Jean Pierre Papin est une légende du football français et mondial. Ancien joueur de l’Olympique de Marseille avec qui il a marqué 182 buts ou de l’AC Milan avec qui il a remporté la Ligue des Champions en 1994, l'entraîneur de 58 ans a accordé une interview exclusive à Europe 1. Il y évoque sa carrière et son parcours, l'actualité de ses anciens clubs ainsi que les deux attaquants star de l’équipe de France, Karim Benzema et Kylian Mbappé.

A-t-il réalisé ses rêves ? "J'ai eu ce privilèges"

Mon rêve quand j'étais petit, c'était d'être footballeur professionnel, point barre. Donc, tout ce qui est arrivé, les trophées, les Ligue des Champions, l'équipe de France, ce sont des rêves. Mais c'est un privilège aujourd'hui de réussir ses rêves. Moi, j'ai eu ce privilège. À part la Coupe du monde, et encore, je l'ai faite et j'ai fini troisième (en 1986).

La Coupe du Monde 1998, sa plus grande frustration ? "Je m'étais préparé pour"

Elie Baup, qui venait de prendre l'équipe de Bordeaux pour remplacer Guy Stéphan, me met remplaçant. Cela veut dire, pas de pas de Coupe du monde puisque Aimé Jacquet avait demandé à ce que tous les titulaires soient retenus. Donc je ne l'étais pas. Il y a eu beaucoup de déception, de frustration parce que je me disais que s'arrêter la dessus c'était bien, que quoi qu'il arrive, j'avais décidé de ne pas continuer longtemps. C'était un dernier grand rendez-vous. Je m'étais préparé pour. J'avais marqué pas mal de buts à Bordeaux, mais par contre, les trois derniers mois, je suis remplaçant donc je ne fais pas partie du groupe.

Son passage à Bruges : "Je voulais être différent"

Je dirais que c'est le grand challenge. Parce qu'à l'époque, j'ai 20 ans, je viens de faire une belle saison avec Valenciennes où on nous prédisait la descente et finalement on a joué les premiers rôles. Je ne voulais pas être comme les autres. Je voulais être différent et je voulais partir à l'étranger si je pouvais. A l'époque, j'avais Lille, Lens, j'avais d'autres clubs qui voulaient que je signe chez eux. Et puis, il y a eu Bruges. Il y a eu la rencontre avec Raoul Lambert (joueur historique du Club Bruges), qui a changé pas mal de choses. Il y a surtout eu la rencontre avec le président de Valenciennes (Alain Cleuet à l'époque) qui m'a dit 'si tu ne pars pas à Bruges, on met la clé sous la porte' et je me suis senti obligé. J'étais motivé, mais je me sentais obligé.
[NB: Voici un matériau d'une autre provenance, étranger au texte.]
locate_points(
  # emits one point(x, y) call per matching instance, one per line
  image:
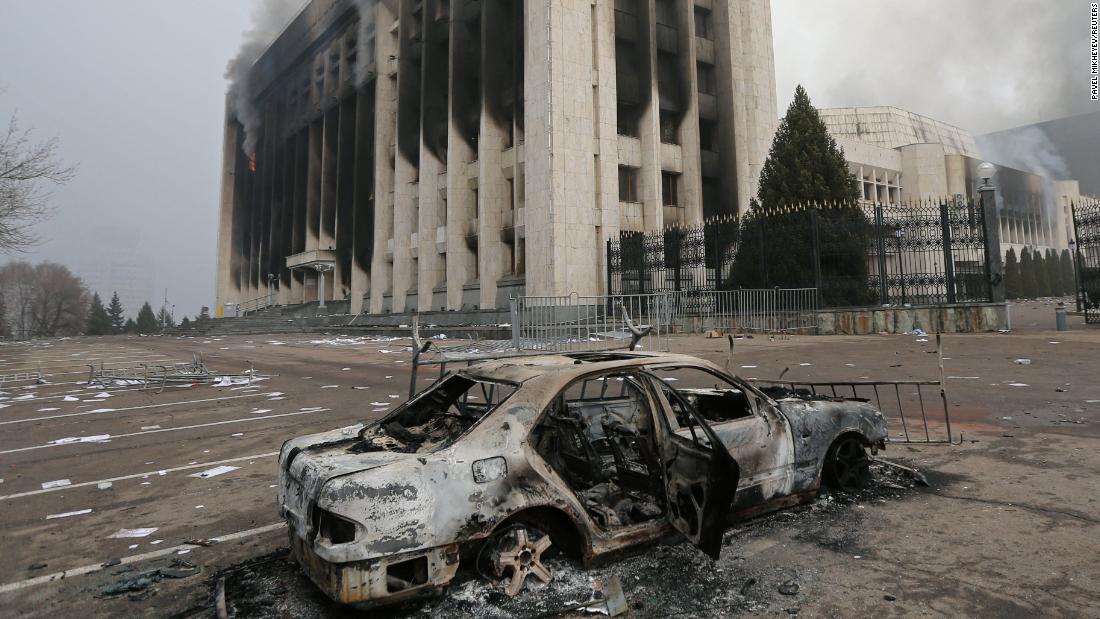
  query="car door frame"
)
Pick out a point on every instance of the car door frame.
point(700, 479)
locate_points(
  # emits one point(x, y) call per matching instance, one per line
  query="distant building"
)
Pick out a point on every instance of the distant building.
point(435, 154)
point(899, 156)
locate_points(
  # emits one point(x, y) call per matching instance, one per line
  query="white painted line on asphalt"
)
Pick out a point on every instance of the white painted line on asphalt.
point(175, 429)
point(102, 410)
point(135, 476)
point(19, 585)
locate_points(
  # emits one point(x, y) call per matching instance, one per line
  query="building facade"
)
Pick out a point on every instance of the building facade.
point(899, 157)
point(449, 154)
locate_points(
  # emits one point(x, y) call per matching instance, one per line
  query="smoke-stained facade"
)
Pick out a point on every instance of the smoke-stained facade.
point(448, 154)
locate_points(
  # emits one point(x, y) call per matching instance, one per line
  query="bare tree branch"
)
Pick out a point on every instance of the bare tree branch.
point(28, 170)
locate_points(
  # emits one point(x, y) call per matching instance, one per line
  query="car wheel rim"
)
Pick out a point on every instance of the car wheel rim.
point(518, 555)
point(850, 465)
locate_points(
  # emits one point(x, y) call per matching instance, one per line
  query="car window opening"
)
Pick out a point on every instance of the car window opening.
point(436, 418)
point(713, 397)
point(598, 437)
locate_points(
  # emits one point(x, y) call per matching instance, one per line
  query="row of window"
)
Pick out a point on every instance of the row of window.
point(628, 186)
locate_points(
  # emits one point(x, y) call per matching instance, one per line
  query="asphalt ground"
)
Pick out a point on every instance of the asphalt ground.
point(1009, 527)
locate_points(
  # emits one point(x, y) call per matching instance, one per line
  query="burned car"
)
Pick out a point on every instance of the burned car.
point(590, 453)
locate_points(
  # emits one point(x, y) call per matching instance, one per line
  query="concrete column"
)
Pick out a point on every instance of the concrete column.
point(330, 163)
point(746, 96)
point(691, 177)
point(385, 129)
point(605, 139)
point(406, 190)
point(561, 243)
point(649, 124)
point(227, 289)
point(314, 186)
point(462, 148)
point(363, 217)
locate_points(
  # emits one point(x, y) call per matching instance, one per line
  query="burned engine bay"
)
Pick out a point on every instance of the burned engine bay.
point(436, 418)
point(598, 437)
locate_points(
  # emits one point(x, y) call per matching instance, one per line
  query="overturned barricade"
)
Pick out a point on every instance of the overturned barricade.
point(152, 375)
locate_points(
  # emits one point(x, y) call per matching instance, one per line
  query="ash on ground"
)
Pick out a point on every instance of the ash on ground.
point(661, 581)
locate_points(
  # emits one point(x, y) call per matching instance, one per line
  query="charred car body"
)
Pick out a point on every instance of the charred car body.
point(594, 453)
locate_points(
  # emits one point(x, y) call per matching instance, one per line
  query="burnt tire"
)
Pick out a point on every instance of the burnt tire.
point(847, 466)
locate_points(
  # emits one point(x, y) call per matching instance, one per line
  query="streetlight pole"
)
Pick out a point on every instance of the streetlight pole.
point(1074, 249)
point(901, 262)
point(994, 262)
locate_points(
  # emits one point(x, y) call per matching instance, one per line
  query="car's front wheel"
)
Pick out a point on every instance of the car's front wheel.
point(847, 465)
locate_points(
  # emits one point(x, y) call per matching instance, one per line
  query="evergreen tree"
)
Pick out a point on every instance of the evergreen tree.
point(1053, 273)
point(164, 318)
point(1012, 282)
point(99, 322)
point(805, 166)
point(114, 310)
point(146, 320)
point(1068, 277)
point(3, 318)
point(1029, 285)
point(1042, 276)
Sait-il qu'il a fait une grande carrière ? "Il ne fallait pas que je fasse ce que mon père me disait"

Je le sais. Mais en fait, le début de ma carrière correspond à une discussion avec ma grand mère. C'est très simple. Elle savait que j'étais motivée et que je ne pensais qu'au foot, elle savait que ma vie allait être ça. Elle le savait et elle m'a dit un jour, 'ton père il était pareil que toi. Mais il a toujours fait les mauvais choix.' Pour moi, ça a été clair. Il ne fallait pas que je fasse ce que mon père me disait et à chaque fois que j'avais une route à prendre, j'allais voir mon père et je faisais l'inverse. Pour Bruges, je vais voir mon père et je lui dis 'je peux signer à Bruges ?' et il me dit 'il n'y a jamais un Français qui a réussi en Belgique.' Le lendemain, j'ai signé à Bruges.

Son regard sur sa carrière : "Il y a un truc très important, c'est la chance"

Rien n'était gagné d'avance dans mon parcours. Au football, il y a un truc qui est très important, mais on n'en parle jamais, c'est la chance. Et la chance, ce n'est pas que le fait de marquer des buts. La chance, c'est prendre les bons chemins, c'est rencontrer les bonnes personnes. C'est de ne jamais se blesser. On n'en parle jamais, mais ça fait 50% du truc.

L'aventure au Milan AC et son regard sur le Milan d'aujourd'hui : "Milan fait partie du nouveau cycle du football européen"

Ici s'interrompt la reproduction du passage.